Les marchés d'esclaves à Hodéida.

Nous empruntons au journal le Temps l'intéressante correspondance suivante:
Située sur la côte asiatique de la mer Rouge, la ville de Hodéida est dans une position unique pour les deux genres de trafic qu'elle fait: le café et les esclaves. Après quatre ou cinq jours de marche, on arrive à Sana, la capitale du Yémen, le pays du moka; après une traversée de quelques jours, on atteint la côte africaine de la mer Rouge et la côte somali, où l'on embarque les esclaves. Commerce ouvert et commerce caché, mais toléré, tous deux donnent à Hodéida une certaine importance qui serait plus importante encore si la ville n'était absolument dépourvue de port.

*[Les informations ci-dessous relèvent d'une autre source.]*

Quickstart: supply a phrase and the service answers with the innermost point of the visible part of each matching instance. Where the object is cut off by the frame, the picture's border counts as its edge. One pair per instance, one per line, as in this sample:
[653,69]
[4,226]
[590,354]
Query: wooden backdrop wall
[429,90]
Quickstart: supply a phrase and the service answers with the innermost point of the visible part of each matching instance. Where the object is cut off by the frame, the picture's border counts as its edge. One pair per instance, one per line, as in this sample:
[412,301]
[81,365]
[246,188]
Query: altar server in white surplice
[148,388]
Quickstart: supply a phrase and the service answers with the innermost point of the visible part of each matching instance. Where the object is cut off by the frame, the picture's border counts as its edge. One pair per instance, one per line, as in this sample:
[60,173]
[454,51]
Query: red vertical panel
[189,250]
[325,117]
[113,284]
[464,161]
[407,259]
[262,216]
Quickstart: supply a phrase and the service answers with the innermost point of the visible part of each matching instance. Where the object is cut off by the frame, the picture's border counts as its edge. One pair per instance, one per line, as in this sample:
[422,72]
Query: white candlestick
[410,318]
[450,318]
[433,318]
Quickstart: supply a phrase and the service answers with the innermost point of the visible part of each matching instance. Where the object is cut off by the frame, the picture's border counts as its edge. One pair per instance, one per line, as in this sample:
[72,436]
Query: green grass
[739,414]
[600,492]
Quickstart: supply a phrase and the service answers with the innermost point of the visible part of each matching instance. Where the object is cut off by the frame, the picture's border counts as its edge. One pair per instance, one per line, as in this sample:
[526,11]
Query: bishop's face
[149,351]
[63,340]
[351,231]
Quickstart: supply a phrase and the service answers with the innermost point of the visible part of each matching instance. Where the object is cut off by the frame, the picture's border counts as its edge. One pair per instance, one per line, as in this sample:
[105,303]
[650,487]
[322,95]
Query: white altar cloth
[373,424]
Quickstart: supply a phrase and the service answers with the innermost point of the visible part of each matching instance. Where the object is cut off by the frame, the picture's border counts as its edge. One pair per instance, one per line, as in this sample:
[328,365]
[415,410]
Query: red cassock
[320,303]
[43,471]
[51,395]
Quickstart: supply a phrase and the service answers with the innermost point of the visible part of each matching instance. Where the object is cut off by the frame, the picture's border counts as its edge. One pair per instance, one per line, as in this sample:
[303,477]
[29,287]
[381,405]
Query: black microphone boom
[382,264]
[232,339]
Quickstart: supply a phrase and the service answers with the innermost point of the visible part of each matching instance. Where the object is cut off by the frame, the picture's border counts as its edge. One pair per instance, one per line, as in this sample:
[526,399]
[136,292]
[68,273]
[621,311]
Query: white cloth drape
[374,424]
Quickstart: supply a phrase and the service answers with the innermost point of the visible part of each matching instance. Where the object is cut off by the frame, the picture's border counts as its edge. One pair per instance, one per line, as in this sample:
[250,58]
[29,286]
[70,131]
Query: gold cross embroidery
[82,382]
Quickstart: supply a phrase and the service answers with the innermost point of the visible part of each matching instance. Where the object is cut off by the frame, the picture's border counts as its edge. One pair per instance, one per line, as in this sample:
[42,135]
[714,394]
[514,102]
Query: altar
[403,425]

La côte est nue, plate, sans végétation aucune, mais à deux jours de marche, cesse le désert: le sol s'élève, on rencontre de hautes montagnes et bientôt on accède sur le plateau. Là tout change; on est dans un climat tempéré, sur un sol riche; l'Yémen, c'est le vrai pays du café. De Sana, les mulets apportent la marchandise à Hodéida surtout , et aussi un peu à Aden; mais Aden est plus loin et pour y aller il faut traverser des tribus absolument indépendantes, tandis que tout le territoire, depuis Sana jusqu'à la mer Rouge, fait partie de l'empire ottoman. Si le café vient d'abord à Hadéida, il est généralement embarqué là pour Aden, d'où on l'expédie en Europe; c'est à Marseille que l'on en envoie la plus grande quantité; après Marseille, les ports qui importent le café sont Londres, Gènes, Le Havre, New-york, Philadelphie et ceux de l'Egypte.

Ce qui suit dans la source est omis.